We describe three market-inspired approaches to propositional satisfiability. The first is based on a formulation of satisfiability as production on a supply chain, where producers of particular variable assignments must acquire licenses to fail to satisfy particular clauses. Experiments show that although this general supply-chain protocol can converge to market allocations corresponding to satisfiable truth assignments, it is impractically slow. We find that a simplified market structure and a variation on the pricing method can improve performance significantly. We compare the performance of the three market-based protocols with distributed breakout algorithm and GSAT on benchmark 3-SAT problems. We identify a tradeoff between performance and economic realism in the market protocols, and a tradeoff between performance and the degree of decentralization between the market protocols and distributed breakout. We also conduct informal and experimental analyses to gain insight into the operation of price-guided search.

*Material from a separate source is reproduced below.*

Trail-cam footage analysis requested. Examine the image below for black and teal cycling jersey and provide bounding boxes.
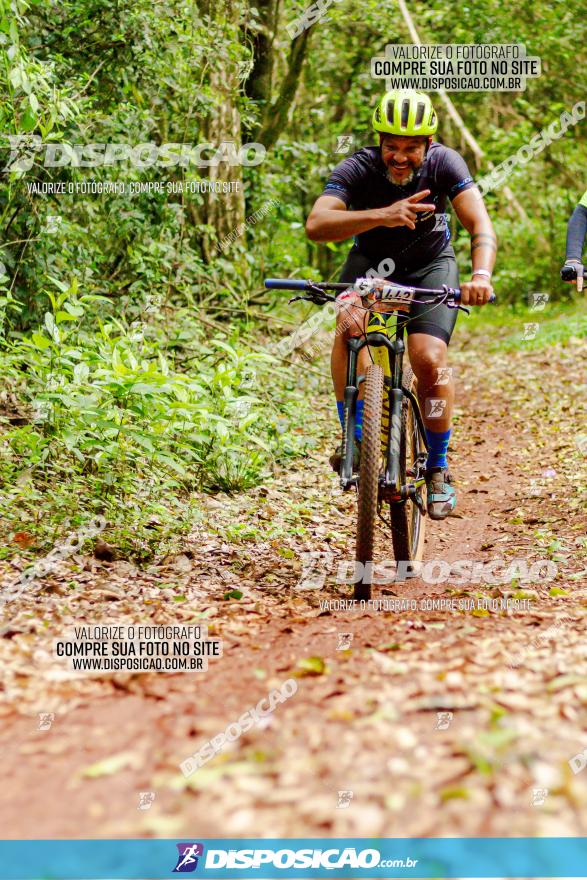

Revised and extended version combining material from two prior conference papers
- MarketSAT: An extremely decentralized (but really slow) algorithm for propositional satisfiability (WE Walsh and MP Wellman). In Seventeenth National Conference on Artificial Intelligence, pages 303–309, August 200
- On market-inspired approaches to propositional satisfiability (WE Walsh, M Yokoo, K Hirayama, and MP Wellman). In Seventeenth International Joint Conference on Artificial Intelligence, pages 1152–1158, August 2001.